Dept. of Biostatistics and Epidemiology at the :

BioEpi 691F: Practical Data Management and Statistical Computing

Final Exam

Due: 12/22/98
(9 AM)


Introduction

The prevalence of smoking cigarettes has been reported to be increasing among high school age children in recent years. Various surveys have been conducted to document this pattern. While data from national surveys describe tends in the US, these surveys do not contain the detail or immediacy of surveys in local communities. In part for this reason, two surveys were conducted in Western Massachusetts among teenagers. One survey was conducted by the UMASS Donahue Institute in Franklin, Hampshire and Berkshire county in 1995 using the Michigan Alcohol and Other Drugs School Survey. The other survey was conducted by the health eduction class at Amherst Regional High School in the Fall of 1997.

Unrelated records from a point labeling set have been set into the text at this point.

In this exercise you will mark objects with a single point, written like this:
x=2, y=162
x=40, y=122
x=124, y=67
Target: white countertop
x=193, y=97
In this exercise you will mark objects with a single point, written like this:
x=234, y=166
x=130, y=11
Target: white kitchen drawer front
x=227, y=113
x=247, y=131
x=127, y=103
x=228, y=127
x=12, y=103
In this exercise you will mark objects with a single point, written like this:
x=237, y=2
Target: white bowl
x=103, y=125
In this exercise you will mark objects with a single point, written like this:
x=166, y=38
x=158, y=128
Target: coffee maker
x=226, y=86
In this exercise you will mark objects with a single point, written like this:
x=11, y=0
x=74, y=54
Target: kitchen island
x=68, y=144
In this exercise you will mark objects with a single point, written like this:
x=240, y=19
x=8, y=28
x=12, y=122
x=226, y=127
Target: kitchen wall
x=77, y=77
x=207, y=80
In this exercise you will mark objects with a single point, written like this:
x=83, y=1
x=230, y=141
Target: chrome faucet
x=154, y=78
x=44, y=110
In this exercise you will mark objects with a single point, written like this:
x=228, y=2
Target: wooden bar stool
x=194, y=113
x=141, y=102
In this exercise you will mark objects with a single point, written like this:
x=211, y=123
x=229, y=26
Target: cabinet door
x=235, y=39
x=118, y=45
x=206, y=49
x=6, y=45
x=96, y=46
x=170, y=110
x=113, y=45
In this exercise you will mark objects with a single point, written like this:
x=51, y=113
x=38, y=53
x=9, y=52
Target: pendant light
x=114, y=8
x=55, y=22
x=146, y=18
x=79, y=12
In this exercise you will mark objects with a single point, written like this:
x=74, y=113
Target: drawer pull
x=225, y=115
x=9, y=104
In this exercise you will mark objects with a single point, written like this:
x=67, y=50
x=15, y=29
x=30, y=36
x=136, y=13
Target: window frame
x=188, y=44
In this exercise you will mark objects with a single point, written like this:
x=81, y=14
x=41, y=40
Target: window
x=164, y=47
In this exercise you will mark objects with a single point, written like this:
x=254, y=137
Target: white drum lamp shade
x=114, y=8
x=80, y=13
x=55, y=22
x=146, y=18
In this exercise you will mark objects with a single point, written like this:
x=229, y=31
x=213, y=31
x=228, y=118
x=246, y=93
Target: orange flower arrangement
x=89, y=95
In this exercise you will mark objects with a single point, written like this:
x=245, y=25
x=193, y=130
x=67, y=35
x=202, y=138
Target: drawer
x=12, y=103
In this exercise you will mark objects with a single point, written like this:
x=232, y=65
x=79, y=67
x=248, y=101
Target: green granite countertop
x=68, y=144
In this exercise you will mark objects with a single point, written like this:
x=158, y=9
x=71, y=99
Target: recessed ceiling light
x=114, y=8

The 1995 Franklin, Hampshire, and Berkshire Survey

This survey was conducted using a multistage cluster-stratified sampling design. Junior high schools and high schools were enumerated in each county, and six schools were selected each from Franklin and Hampshire, with four schools selected from Berkshire County using probabilities proportional to the number of students. Within each selected school, a random sample of classrooms were selected from each of three grades (treated as strata), with the probability of selection proportional to the number of children in the classroom. The survey was administered to classrooms during homeroom. Amherst Regional High School was not selected as one of the schools in this survey.

Data were collected on mark-sense scannable forms. The instrument included 205 variables with completed questionnaires collected on 2644 students. A copy of the instrument is available. Data were read into a SAS data set for processing with variables named V1-V205. A subset of 11 variables from these data set has been abstracted for use in this exam. The subset was obtained by BEHS3.SAS, with the resulting data given in hbf1.sd2, and formats given in hbf1f.sd2.


The 1997 Amherst Regional High School Smoking Survey

In the fall of 1997, the Peer Health Education class of ARHS conducted a survey of smoking prevalence among high school students. The survey was conducted just prior to the Great American Smokeout in November using a simple instrument. Surveys were distributed to homerooms and completed by all students prior to the start of the school day. An EpiInfo program was written to enter and verify the data. The resulting questionnaire contained 23 variables. The questionnaire was completed by 977 students. The EpiInfo data entry file is given by ss1.qes, with entered data contained in the file ss0.rec.


Objectives

Health educators are interested in comparing results between the two surveys, particularly between the Hampshire County results from the 1995 survey and the results from the 1997 survey. Unfortunately, the timing of the surveys differed, as did the survey instruments. However, both surveys asked respondents whether or not they had smoked cigarettes during the past 30 days, and a question about how many cigarettes they usually smoked per day. These two questions were in some sense comparable. However, there were important differences. In the ARHS study, the question about number of cigarettes smoked per day was asked only of those self reporting to be current smokers. It may seem obvious that only these subjects would be smoking, but in fact this is not likely to be true. In the Hampshire County data, when comparing Question 10 with Question 11, it is evident that there are a substancial number of teenagers who do not consider themselves "regular smokers", but smoke a appreciable number of cigarettes per day. Such smokers may not classify themselves as "current smokers" in the Amherst study, and hence the rate of cigarette smoking may be under-reported.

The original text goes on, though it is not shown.